AI SecurityJune 14, 2026 · 13 min read

The OWASP Top 10 for LLM Applications, explained

The OWASP Top 10 for LLM Applications is the reference list of the most critical AI application risks. This is what each of the ten risks means and how to address it.
A security analyst reviewing a list of large language model application risks on screen.

The OWASP Top 10 for Large Language Model Applications is the widely used reference list of the most critical security risks in AI applications. Published and maintained by the Open Worldwide Application Security Project, the same organization behind the long-standing OWASP Top 10 for web applications, it gives security teams, developers, and auditors a common vocabulary for the risks that come with building on large language models. If you build, buy, or assess AI applications, it is the single most useful starting point for understanding what can go wrong.

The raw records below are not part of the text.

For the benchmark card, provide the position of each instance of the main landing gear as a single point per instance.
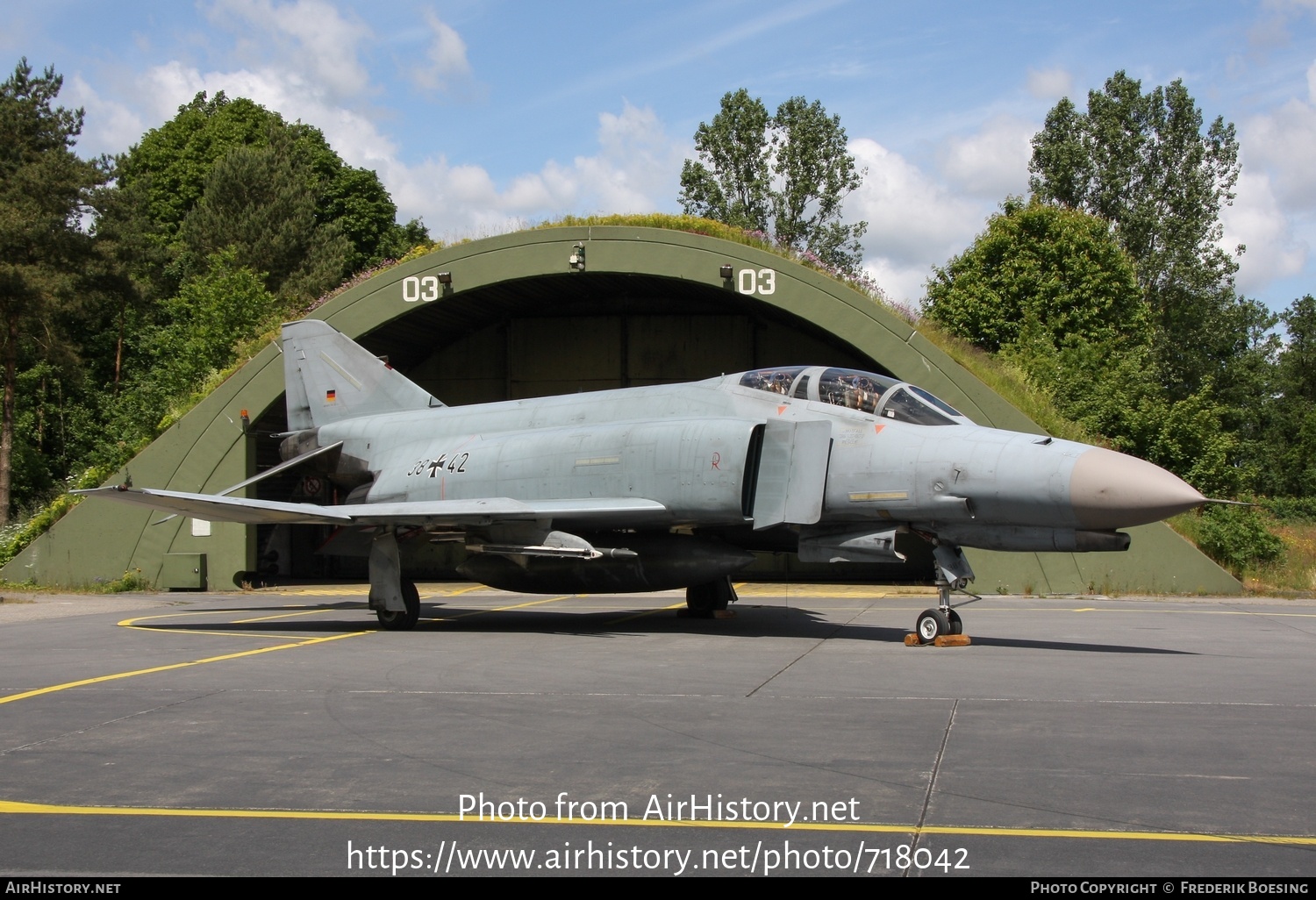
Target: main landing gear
(711, 597)
(402, 621)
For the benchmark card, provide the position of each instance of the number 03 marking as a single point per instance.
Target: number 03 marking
(762, 282)
(420, 289)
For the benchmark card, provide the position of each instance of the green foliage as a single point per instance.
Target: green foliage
(165, 179)
(816, 174)
(210, 313)
(734, 184)
(132, 581)
(44, 189)
(258, 203)
(1236, 537)
(1144, 163)
(1039, 268)
(1290, 510)
(15, 539)
(787, 174)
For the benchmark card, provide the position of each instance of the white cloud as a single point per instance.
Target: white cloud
(292, 95)
(108, 126)
(992, 162)
(1257, 221)
(913, 221)
(636, 168)
(1050, 83)
(1281, 144)
(447, 65)
(310, 36)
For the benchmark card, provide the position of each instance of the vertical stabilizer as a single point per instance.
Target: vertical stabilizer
(329, 378)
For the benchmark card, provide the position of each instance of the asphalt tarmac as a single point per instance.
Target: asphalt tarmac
(283, 733)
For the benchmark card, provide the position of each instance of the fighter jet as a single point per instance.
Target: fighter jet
(652, 489)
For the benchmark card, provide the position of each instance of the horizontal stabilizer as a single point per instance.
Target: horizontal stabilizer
(329, 378)
(457, 513)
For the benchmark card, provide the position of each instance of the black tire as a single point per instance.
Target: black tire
(403, 621)
(702, 600)
(957, 624)
(932, 623)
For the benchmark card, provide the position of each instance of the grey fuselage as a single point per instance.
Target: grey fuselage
(692, 449)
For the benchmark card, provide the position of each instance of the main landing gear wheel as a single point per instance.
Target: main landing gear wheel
(705, 600)
(403, 621)
(932, 624)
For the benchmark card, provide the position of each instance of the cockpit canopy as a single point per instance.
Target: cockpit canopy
(868, 392)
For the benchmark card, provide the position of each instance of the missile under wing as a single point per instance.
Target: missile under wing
(671, 486)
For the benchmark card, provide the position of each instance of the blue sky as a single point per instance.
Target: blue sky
(481, 116)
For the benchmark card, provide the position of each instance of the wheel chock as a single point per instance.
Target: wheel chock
(940, 641)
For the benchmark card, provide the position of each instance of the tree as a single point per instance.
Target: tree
(1287, 436)
(786, 174)
(1039, 271)
(1144, 163)
(163, 178)
(816, 174)
(734, 186)
(44, 191)
(258, 203)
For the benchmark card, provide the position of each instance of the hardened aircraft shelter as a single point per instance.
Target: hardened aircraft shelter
(544, 312)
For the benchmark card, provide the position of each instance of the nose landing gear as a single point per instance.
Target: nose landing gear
(942, 625)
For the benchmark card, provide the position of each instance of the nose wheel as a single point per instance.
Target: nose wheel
(940, 623)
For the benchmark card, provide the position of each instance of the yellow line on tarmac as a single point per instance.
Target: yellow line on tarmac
(165, 668)
(265, 618)
(15, 807)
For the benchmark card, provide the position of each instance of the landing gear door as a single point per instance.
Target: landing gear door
(791, 474)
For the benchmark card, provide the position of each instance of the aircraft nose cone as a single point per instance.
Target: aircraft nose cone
(1110, 489)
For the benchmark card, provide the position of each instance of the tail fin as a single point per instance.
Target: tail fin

The list matters because LLM applications fail in ways traditional application security checklists do not cover. A model that follows instructions from untrusted data, that can be persuaded past its guardrails, or that can take actions through tools introduces risks with no direct equivalent in a conventional web app. This article walks through the ten risks in the current list, what each means in practice, and how to address it, drawing on the testing we do through our AI security service.

What is the OWASP Top 10 for LLM Applications?

It is a curated list of the ten most critical security risks specific to applications built on large language models, compiled by a global group of security practitioners. It is not a standard you certify against, but a reference that informs how AI applications should be designed, built, and tested. Security teams use it to scope testing, developers use it to avoid common mistakes, and assessors use it as a baseline for what an AI application should defend against. A good AI penetration test maps to this list while going beyond it.

The ten risks

The current list covers the following risks. Each links, where relevant, to a deeper treatment of the topic.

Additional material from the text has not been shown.